As I listened to the young woman’s story, I thought about Sergei Kourdakov.  How could I not?  I can’t think of anything more tragic than what happened to Sergei.  He lost both parents when he was a young child.  He was raised in Soviet orphanages and molded to fit into a system he did not completely grasp at the time.  When Sergei was so very close to finding his dream in the United States, it was all taken away in an instant.

If I were to use the same words from that TV show, this is what I would say, “Sergei Kourdakov was an amazing young man.  He accomplished more in his few short years than many others would accomplish in their lifetime.  It was a tragedy that he died so young.”

Reality TV or not . . . it’s never all about you.

Wednesday, February 18, 2015

Book Giveaway for: A Rose for Sergei

I recently joined Goodreads ( is a free web site for book lovers) and created an author's page with them.  I like the fact that readers can submit questions via the "Ask the Author" section.  From the email I receive I know a lot of you have questions about Sergei Kourdakov.  As time allows, I will do my best to answer your questions.  One of the features at Goodreads is their book in free!  At this time, I am happy to announce that I will be giving away 5 signed copies of my book through the "Goodreads Giveaway" program.

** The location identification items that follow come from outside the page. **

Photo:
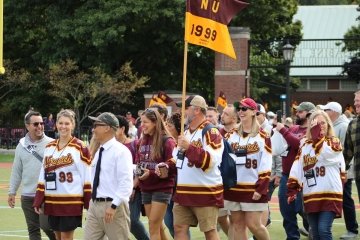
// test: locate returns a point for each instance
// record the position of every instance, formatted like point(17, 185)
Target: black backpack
point(227, 166)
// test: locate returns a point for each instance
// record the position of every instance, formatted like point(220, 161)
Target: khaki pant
point(96, 228)
point(34, 221)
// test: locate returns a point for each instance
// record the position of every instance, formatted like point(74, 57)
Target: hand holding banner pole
point(2, 69)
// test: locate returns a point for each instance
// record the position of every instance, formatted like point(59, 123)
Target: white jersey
point(64, 181)
point(318, 170)
point(199, 181)
point(253, 169)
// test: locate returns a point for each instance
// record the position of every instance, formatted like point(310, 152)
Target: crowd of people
point(147, 166)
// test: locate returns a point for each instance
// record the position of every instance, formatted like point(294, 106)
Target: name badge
point(310, 177)
point(240, 160)
point(179, 163)
point(50, 181)
point(284, 154)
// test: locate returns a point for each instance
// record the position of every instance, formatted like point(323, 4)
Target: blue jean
point(136, 226)
point(349, 209)
point(169, 218)
point(289, 211)
point(320, 224)
point(34, 221)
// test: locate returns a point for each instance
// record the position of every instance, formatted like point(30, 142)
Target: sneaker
point(268, 222)
point(303, 232)
point(349, 235)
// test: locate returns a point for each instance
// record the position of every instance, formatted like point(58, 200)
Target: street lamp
point(288, 54)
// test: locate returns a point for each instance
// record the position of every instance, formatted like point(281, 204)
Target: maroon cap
point(248, 102)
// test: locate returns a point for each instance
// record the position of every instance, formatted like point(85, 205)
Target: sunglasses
point(98, 124)
point(151, 110)
point(244, 109)
point(36, 124)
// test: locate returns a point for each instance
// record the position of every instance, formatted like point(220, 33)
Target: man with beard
point(199, 190)
point(293, 136)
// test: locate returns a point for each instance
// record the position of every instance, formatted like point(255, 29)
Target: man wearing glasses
point(26, 167)
point(293, 136)
point(112, 173)
point(199, 191)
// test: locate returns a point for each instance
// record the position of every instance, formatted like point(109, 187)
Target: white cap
point(333, 106)
point(261, 108)
point(270, 114)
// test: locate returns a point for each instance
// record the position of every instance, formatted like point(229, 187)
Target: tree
point(87, 92)
point(109, 33)
point(352, 44)
point(13, 78)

Enter now for a chance to win a free signed copy of

A Rose for Sergei

Giveaway dates:  February 15 – February 28, 2015

Five copies available!

Giveaway available for the following countries:  US, Canada, Great Britain, Australia

Click here - Promotional Book Giveaway at
When page opens, scroll down to “Win a copy of this Book” and enter for a chance to win.

Good Luck!

Monday, February 9, 2015

Captivated By Him

The letters I receive from female readers reveal that they either had a crush on Sergei or felt attracted to him.  I can certainly relate to that.  Everyone has such wonderful things to say about Sergei.  It doesn’t surprise me since Sergei had an outgoing personality.  His enthusiasm for his new life in the U.S. was always apparent.  Sergei would often say whatever was on his mind and his honesty was refreshing, something we weren’t used to hearing.

When I met with my former boss this past year, we shared a lot of interesting and tender memories.  Sergei had stayed with the Logie family for a short time and he reminded me that both of his very young daughters had developed crushes for Sergei.  He also told me an amusing anecdote about the time he and Sergei were leaving a meeting in the Pentagon.  “Sergei walked up to a young woman in the hallway and told her that she was very pretty.”  Mr. Logie laughed as he recalled the story, “She was quite surprised by that.  She didn’t know what to say and kept on walking . . . away from us!”

I remember how Sergei asked me to go out with him, only a few hours after we met.  He sat on the edge of my desk at work, leaned over and quietly said, “I would like for you to go out with me on Saturday.”  It wasn’t a question.  I liked Sergei’s outspoken approach.  Captivated!  I like that word.  It’s a good descriptive word, as is enthralled, fascinated, or awestruck.  You could use any or all of those adjectives when talking about Sergei Kourdakov.  He had that effect on everyone.  Whether you met Sergei in person or read his book, people were captivated by him.

Monday, February 2, 2015

Mind over Matter

On a bright, Sunday afternoon a few weeks ago I suddenly had an impulsive desire to clean up my home office.  It is the room I write in.  It’s a small room, tucked away at the far end of the house, with a large picture window on one side.  The walls are painted a warm, soft yellow.  It’s peaceful, a great place to write and work, most of the time.

Something happened to that room while I was writing A Rose for Sergei.  My neat, tidy room gradually morphed into a catch-all cluttered pile of stuff over this past year.  Stuff to sort through, papers to read, gift wrapping paper and ribbons piled higher and higher.  But I avoided it all as I wrote, focusing only on my book, my eyes glued to the computer monitor.  Given the choice to straighten up the room or write, writing always won.

Back to that Sunday afternoon . . . I started picking up and throwing out papers with a vengeance that day.  Who does this on a Sunday, on a day off?  But for some unknown reason, I kept at it.  After a few hours had passed it hit me like a brick wall.  What I had been trying to avoid brought me to an abrupt stop.  Now I understood the reason I needed to keep busy.  The choice was not one I consciously made.  It was January 11, the anniversary of Sergei Kourdakov’s funeral.